Signed-off-by: Christian König <christian.koenig@xxxxxxx>
---
Documentation/gpu/drm-mm.rst | 36 +++++
drivers/gpu/drm/scheduler/sched_main.c | 174 +++++++++++++++++++++----
2 files changed, 188 insertions(+), 22 deletions(-)
diff --git a/Documentation/gpu/drm-mm.rst b/Documentation/gpu/drm-mm.rst
index acc5901ac840..112463fa9f3a 100644
--- a/Documentation/gpu/drm-mm.rst
+++ b/Documentation/gpu/drm-mm.rst
@@ -552,12 +552,48 @@ Overview
.. kernel-doc:: drivers/gpu/drm/scheduler/sched_main.c
:doc: Overview
+Job Object
+----------
+
+.. kernel-doc:: drivers/gpu/drm/scheduler/sched_main.c
+ :doc: Job Object
+
+Entity Object
+-------------
+
+.. kernel-doc:: drivers/gpu/drm/scheduler/sched_main.c
+ :doc: Entity Object
+
+Hardware Fence Object
+---------------------
+
+.. kernel-doc:: drivers/gpu/drm/scheduler/sched_main.c
+ :doc: Hardware Fence Object
+
+Scheduler Fence Object
+----------------------
+
+.. kernel-doc:: drivers/gpu/drm/scheduler/sched_main.c
+ :doc: Scheduler Fence Object
+
+Scheduler and Run Queue Objects
+-------------------------------
+
+.. kernel-doc:: drivers/gpu/drm/scheduler/sched_main.c
+ :doc: Scheduler and Run Queue Objects
+
Flow Control
------------
.. kernel-doc:: drivers/gpu/drm/scheduler/sched_main.c
:doc: Flow Control
+Error and Timeout handling
+--------------------------
+
+.. kernel-doc:: drivers/gpu/drm/scheduler/sched_main.c
+ :doc: Error and Timeout handling
+
Scheduler Function References
-----------------------------
diff --git a/drivers/gpu/drm/scheduler/sched_main.c b/drivers/gpu/drm/scheduler/sched_main.c
index 044a8c4875ba..026123497b0e 100644
--- a/drivers/gpu/drm/scheduler/sched_main.c
+++ b/drivers/gpu/drm/scheduler/sched_main.c
@@ -24,28 +24,122 @@
/**
* DOC: Overview
*
- * The GPU scheduler provides entities which allow userspace to push jobs
- * into software queues which are then scheduled on a hardware run queue.

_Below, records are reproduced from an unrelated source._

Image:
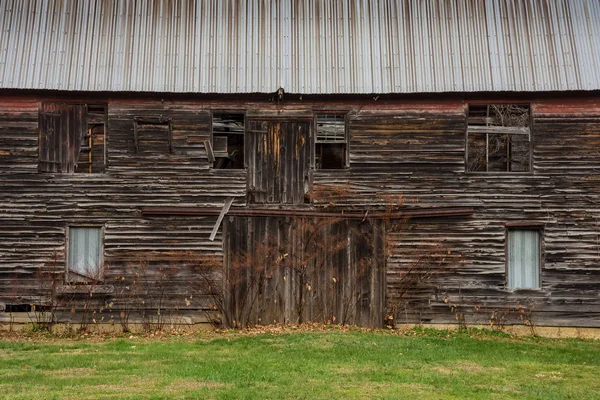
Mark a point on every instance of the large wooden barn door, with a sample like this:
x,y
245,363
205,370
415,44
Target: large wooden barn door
x,y
278,155
304,269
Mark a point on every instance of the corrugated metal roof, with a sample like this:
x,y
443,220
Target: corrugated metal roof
x,y
304,46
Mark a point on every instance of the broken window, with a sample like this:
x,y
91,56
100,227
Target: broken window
x,y
498,138
85,253
152,136
523,264
72,138
331,141
227,148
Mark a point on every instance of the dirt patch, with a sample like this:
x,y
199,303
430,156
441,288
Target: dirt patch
x,y
179,385
69,372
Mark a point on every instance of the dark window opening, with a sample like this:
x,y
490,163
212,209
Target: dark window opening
x,y
72,138
498,138
228,140
20,307
91,155
331,141
152,137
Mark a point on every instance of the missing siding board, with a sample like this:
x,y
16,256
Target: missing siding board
x,y
331,143
153,137
228,140
72,138
498,138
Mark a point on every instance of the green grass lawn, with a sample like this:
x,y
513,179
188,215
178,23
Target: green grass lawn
x,y
303,365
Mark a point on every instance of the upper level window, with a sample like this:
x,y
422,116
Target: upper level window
x,y
72,138
331,143
153,136
498,138
227,148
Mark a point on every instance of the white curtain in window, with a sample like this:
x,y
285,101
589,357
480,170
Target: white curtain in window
x,y
523,259
84,251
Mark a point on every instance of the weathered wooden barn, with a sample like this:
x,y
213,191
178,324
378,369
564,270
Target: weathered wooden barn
x,y
346,161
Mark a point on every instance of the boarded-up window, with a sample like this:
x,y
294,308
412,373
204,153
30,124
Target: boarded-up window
x,y
72,138
228,140
523,269
331,141
152,136
85,253
498,138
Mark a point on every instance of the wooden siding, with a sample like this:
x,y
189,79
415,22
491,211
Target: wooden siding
x,y
413,149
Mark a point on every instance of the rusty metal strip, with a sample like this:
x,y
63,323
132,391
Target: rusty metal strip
x,y
247,212
224,211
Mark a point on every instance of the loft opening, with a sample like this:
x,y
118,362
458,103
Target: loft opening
x,y
72,138
228,131
498,138
331,141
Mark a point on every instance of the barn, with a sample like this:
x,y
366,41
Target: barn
x,y
360,162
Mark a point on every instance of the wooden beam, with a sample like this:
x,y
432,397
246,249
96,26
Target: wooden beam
x,y
224,211
247,212
503,130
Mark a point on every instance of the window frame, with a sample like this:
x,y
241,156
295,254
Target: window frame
x,y
152,121
101,270
211,139
510,173
87,125
313,153
525,226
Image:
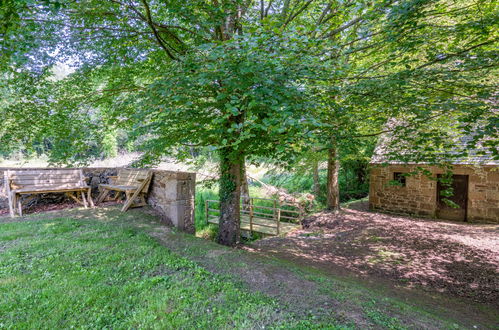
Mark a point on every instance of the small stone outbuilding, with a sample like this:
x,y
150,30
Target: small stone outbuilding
x,y
475,184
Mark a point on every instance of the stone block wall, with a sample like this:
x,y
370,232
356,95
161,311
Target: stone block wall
x,y
419,196
171,193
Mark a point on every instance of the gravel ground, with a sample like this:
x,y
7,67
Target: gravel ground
x,y
457,259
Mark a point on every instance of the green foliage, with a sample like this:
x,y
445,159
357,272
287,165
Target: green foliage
x,y
353,182
110,145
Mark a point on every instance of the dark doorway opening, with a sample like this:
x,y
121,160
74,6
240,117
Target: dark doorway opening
x,y
459,197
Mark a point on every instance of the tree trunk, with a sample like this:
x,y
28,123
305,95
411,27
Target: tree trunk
x,y
317,187
245,189
230,192
333,188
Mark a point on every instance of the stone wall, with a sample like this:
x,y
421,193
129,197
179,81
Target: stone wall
x,y
171,194
419,196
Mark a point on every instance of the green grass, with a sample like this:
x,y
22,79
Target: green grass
x,y
101,268
90,273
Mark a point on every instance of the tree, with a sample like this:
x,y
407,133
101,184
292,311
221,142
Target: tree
x,y
249,78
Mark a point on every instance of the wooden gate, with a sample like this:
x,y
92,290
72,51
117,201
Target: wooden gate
x,y
459,197
260,215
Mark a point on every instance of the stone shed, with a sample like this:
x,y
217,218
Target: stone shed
x,y
171,193
476,191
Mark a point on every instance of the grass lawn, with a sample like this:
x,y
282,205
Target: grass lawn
x,y
106,269
62,273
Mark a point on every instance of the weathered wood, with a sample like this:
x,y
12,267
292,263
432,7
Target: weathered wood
x,y
206,210
133,183
29,182
254,221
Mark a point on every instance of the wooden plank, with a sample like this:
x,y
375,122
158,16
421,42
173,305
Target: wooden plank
x,y
25,191
51,181
130,200
47,172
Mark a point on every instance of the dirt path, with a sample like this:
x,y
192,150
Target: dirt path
x,y
457,260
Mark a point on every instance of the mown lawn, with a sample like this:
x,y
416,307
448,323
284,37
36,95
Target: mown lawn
x,y
102,268
64,272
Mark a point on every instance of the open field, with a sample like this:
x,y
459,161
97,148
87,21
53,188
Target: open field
x,y
103,268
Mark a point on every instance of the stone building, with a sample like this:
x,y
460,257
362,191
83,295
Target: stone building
x,y
475,184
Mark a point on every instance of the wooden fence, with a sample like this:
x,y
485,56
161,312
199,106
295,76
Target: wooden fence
x,y
261,215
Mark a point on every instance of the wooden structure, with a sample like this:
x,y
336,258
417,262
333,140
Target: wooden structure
x,y
261,215
134,183
31,182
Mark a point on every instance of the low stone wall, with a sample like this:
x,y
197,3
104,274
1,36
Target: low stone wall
x,y
171,194
419,196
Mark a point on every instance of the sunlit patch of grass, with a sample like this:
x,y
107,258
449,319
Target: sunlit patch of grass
x,y
92,274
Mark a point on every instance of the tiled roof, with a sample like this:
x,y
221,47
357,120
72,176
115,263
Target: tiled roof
x,y
478,156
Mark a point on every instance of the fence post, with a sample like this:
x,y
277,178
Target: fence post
x,y
251,217
278,220
206,211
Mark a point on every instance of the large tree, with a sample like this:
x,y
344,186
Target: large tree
x,y
248,78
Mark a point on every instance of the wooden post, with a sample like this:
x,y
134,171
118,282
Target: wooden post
x,y
251,217
278,221
19,206
206,211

- * The software queues have a priority among them. The scheduler selects the entities
- * from the run queue using a FIFO. The scheduler provides dependency handling
- * features among jobs. The driver is supposed to provide callback functions for
- * backend operations to the scheduler like submitting a job to hardware run queue,
- * returning the dependencies of a job etc.
- *
- * The organisation of the scheduler is the following:
- *
- * 1. Each hw run queue has one scheduler
- * 2. Each scheduler has multiple run queues with different priorities
- * (e.g., HIGH_HW,HIGH_SW, KERNEL, NORMAL)
- * 3. Each scheduler run queue has a queue of entities to schedule
- * 4. Entities themselves maintain a queue of jobs that will be scheduled on
- * the hardware.
- *
- * The jobs in a entity are always scheduled in the order that they were pushed.
- *
- * Note that once a job was taken from the entities queue and pushed to the
- * hardware, i.e. the pending queue, the entity must not be referenced anymore
- * through the jobs entity pointer.
+ * The GPU scheduler implements some logic to decide which command submission
+ * to push next to the hardware. Another major use case of the GPU scheduler
+ * is to enforce correct driver behavior around those command submissions.

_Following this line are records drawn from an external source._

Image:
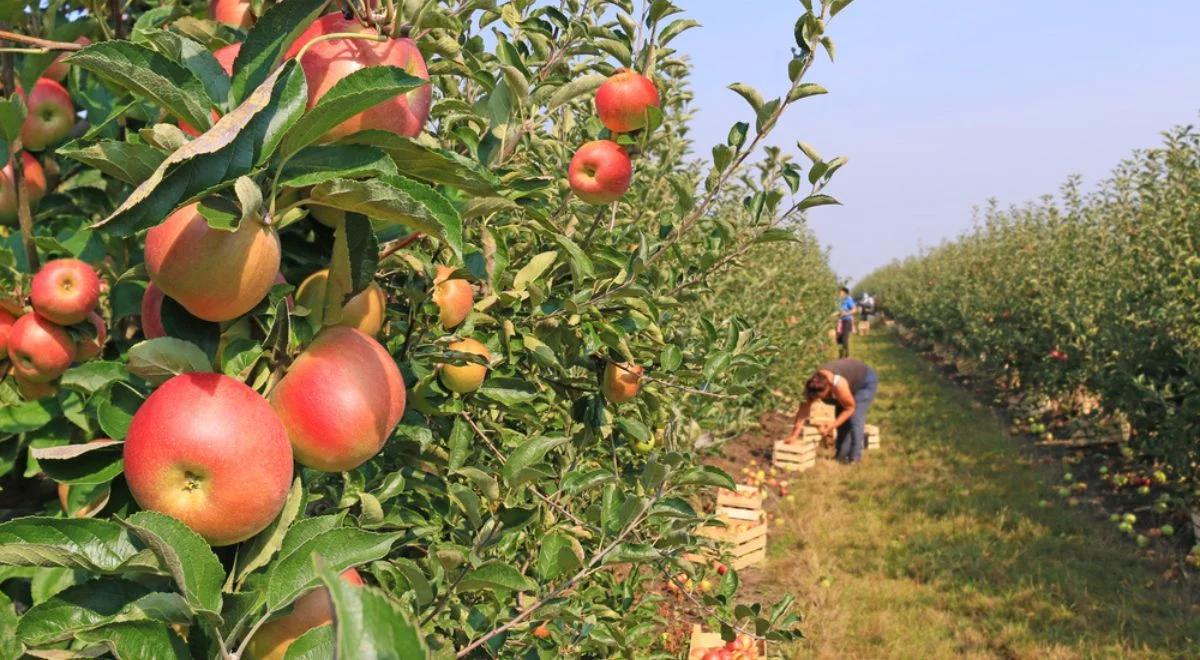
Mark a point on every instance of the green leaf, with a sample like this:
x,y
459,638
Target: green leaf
x,y
91,545
395,199
294,574
162,358
496,576
429,163
149,76
363,89
197,571
558,555
239,143
367,624
96,604
96,462
537,267
316,643
96,375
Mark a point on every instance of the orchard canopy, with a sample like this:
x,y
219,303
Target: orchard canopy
x,y
387,329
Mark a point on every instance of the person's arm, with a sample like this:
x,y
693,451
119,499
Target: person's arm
x,y
802,415
847,405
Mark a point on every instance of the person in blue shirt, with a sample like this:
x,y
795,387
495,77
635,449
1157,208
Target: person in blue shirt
x,y
846,309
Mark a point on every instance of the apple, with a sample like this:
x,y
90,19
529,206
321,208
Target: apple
x,y
210,451
453,297
91,348
340,400
65,291
366,311
33,186
622,382
600,172
49,118
6,321
234,13
327,63
215,275
624,100
40,349
466,378
151,312
311,610
58,69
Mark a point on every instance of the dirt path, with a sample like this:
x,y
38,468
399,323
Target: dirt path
x,y
937,545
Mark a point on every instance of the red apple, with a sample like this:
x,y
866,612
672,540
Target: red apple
x,y
328,61
311,610
622,382
93,348
51,115
65,291
211,453
234,13
34,186
340,400
453,297
466,378
6,322
58,69
623,101
215,275
366,311
600,172
40,349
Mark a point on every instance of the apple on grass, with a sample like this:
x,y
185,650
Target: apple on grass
x,y
40,349
468,377
210,451
327,63
624,100
214,274
65,291
49,117
33,186
340,400
600,172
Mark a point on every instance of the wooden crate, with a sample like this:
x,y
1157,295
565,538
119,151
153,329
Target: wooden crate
x,y
797,456
743,504
702,642
873,437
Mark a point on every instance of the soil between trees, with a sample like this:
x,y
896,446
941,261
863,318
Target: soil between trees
x,y
939,545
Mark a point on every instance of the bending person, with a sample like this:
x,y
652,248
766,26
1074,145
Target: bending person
x,y
850,385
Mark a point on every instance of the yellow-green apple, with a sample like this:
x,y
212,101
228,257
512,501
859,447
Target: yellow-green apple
x,y
600,172
210,451
365,311
214,274
49,117
6,321
623,101
65,291
33,186
468,377
340,400
151,312
58,69
453,295
311,610
234,13
40,349
91,348
622,382
327,63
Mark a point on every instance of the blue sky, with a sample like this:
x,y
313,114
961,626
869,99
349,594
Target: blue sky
x,y
941,105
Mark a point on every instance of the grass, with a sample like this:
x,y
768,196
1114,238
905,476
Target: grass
x,y
936,546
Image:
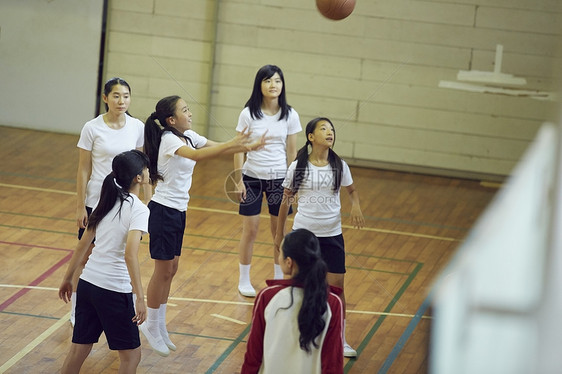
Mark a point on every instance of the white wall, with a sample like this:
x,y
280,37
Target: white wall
x,y
375,74
49,56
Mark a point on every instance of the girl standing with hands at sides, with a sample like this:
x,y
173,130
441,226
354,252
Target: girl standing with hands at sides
x,y
266,111
100,140
297,322
173,149
104,293
317,178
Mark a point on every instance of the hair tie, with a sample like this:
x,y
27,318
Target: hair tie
x,y
117,184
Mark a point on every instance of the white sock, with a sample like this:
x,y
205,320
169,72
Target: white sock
x,y
277,272
152,321
73,304
244,279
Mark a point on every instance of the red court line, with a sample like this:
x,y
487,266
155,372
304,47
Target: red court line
x,y
39,279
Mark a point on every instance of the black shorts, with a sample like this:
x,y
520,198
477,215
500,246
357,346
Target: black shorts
x,y
99,310
333,253
81,230
166,227
255,189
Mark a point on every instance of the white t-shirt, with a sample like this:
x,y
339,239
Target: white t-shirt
x,y
318,205
177,171
269,162
106,266
105,143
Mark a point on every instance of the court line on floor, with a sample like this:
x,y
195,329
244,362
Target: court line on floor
x,y
234,212
405,336
34,343
228,319
41,277
212,301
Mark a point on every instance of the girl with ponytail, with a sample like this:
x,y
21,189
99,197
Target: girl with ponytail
x,y
297,322
314,180
104,295
173,148
101,139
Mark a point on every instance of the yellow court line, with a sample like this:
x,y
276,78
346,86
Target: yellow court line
x,y
232,212
386,314
229,319
36,189
38,340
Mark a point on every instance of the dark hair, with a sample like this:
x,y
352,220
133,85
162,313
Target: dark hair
x,y
255,100
153,131
112,83
303,247
125,167
302,159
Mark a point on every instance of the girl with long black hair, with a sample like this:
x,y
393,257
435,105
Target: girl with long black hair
x,y
173,149
101,139
314,181
297,322
262,172
104,295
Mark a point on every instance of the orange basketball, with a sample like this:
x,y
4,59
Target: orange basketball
x,y
335,9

+ * Because of this it's also used by drivers which don't need the actual
+ * scheduling functionality.
This reads a bit like we're already right in the middle of the documentation.
I'd propose to start with something like "The DRM GPU scheduler serves as a
common component intended to help drivers to manage command submissions." And
then mention the different solutions the scheduler provides, e.g. ordering of
command submissions, dma-fence handling in the context of command submissions,
etc.
Also, I think it would be good to give a rough overview of the topology of the
scheduler's components. And since you already mention that the component is
"also used by drivers which don't need the actual scheduling functionality", I'd
also mention the special case of a single entity and a single run-queue per
scheduler.
+ *
+ * All callbacks the driver needs to implement are restricted by DMA-fence
+ * signaling rules to guarantee deadlock free forward progress. This especially
+ * means that for normal operation no memory can be allocated in a callback.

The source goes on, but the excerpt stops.